A: There are three options. If you did not use one of the effected devices (see above) this attack has no impact on your IP. In case you use one of the effected devices (see above) without using the bitstream encryption feature, the security of your IP will also not be effected by our analysis. This does not mean it is secure, but rather that it has not been protected before at all. Finally, if you use one of the effected devices and protected the configuration by means of Xillinx’s bitstream encryption our analysis covers your use case. We have shown that a decent attacker can decrypt your configuration with medium efforts. Note that our attack did not lower the level of bitstream security in Xillinx FPGAs. In fact we only documented an vulnerability that already existed for many years.

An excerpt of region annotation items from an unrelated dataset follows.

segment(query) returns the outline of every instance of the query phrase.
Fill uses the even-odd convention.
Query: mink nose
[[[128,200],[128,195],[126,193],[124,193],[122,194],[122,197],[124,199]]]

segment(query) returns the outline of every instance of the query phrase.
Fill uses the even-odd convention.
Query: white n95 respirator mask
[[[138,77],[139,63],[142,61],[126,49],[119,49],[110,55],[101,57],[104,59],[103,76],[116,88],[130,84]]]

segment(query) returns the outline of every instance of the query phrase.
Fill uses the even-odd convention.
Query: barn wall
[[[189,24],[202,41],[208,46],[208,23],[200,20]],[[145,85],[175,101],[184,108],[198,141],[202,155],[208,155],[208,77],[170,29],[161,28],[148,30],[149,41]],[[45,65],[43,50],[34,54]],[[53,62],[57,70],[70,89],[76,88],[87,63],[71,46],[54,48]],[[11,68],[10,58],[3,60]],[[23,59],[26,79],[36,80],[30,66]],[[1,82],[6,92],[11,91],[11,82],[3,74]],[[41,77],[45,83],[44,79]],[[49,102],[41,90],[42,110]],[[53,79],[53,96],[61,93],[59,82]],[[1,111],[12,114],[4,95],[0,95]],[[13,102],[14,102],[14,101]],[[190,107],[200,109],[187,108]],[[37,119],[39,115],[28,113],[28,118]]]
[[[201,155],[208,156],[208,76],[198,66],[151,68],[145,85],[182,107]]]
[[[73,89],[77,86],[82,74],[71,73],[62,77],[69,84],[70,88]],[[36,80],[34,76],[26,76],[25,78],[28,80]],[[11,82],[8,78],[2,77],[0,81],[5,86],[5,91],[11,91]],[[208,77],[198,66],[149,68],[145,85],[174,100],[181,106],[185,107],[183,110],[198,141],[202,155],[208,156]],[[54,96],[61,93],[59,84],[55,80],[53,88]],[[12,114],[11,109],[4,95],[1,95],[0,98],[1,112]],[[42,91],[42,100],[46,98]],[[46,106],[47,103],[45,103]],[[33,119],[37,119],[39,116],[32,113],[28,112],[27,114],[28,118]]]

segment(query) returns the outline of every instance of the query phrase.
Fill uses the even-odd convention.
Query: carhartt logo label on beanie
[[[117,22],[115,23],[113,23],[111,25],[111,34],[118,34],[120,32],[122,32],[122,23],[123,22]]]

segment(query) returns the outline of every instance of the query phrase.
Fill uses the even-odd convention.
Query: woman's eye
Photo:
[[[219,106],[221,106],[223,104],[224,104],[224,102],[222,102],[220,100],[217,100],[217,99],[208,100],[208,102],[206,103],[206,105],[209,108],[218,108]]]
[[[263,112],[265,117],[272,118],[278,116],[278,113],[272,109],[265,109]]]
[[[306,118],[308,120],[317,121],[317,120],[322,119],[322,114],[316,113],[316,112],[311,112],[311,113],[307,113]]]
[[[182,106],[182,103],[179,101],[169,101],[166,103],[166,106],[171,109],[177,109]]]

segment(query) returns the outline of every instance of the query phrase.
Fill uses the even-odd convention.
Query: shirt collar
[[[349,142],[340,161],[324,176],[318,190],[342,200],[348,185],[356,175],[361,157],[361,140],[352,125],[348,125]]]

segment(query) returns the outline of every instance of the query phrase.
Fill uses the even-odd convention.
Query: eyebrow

Q: What can an attacker do with a decrypted bitstream?
A: The most probable scenario of bitstream theft is device cloning. An attacker could use the decrypted bitstream to program FPGAs of his own, either for product piracy or to embed your IP into his own products. It is also possible that the bitstreams are modified and/or reverse engineered to steal technical developments, embed malicious hardware or modify, e.g., internal keys. It is also possible to read out the content of internal memories by analyzing bitstreams.

Q: Isn’t it irresponsible to do research on security weaknesses?
A: No! Trying to analyse security system and to publish those results has been the central rule of the scientific community in the field of cryptography for more than 30 years. It is the daily work of 1000s of scientist worldwide – most of them at universities but quite a few also in industry – to find weaknesses in security systems and to publish those findings. Why are they doing this? Time has shown over and over again that the only way to build truly secure systems is to have them analized by outsiders. „Analyzed“ means, of course, trying to break them. Otherwise consumers and companies who use security systems will never know whether they are secure or not.

Q: I’m using one of the effected devices. What can I do to prevent my FPGA bitstream from being stolen?
A: Honestly: Nothing that really works out well. There are promising ideas and concepts (e.g., TinyTPM presented by T. Feller et al. at Host2011) to protect FPGA IP, but these concepts rely on the assumption that at least a part of the bitstream remains secret, i.e. it can be loaded into the FPGA in a protected environment. Our recent analyses show, that this assumption is violated in practice. At the end of the day a solution to this security problem can only be implemented by the Manufacturers (Xillinx in this case). As a hot fix manufactureres of products using Xillinx FPGAs with enabled bitstream encryption is to deny physical access to the devices power consumption and EM radiation by employing metal shields and molding to block both side-channels. Still remember that an attacker being able to circumvent the protection measure, can perform the attack as before. Thus these measures need to be considered as hardening the attack not as preventing it.

Q: I’ve read about a new bitstream authentication mechanism in recent Xillinx FPGAs. How does this effect your attack?
A: Unfortunately it does not effect our findings at all. Worse than that, our findings annihilate the feature, as it only protects from modifying the bitstream. If the bitstream is decrypted, the authentication mechanism can be removed by reprogramming the FPGA with a modified bitstream.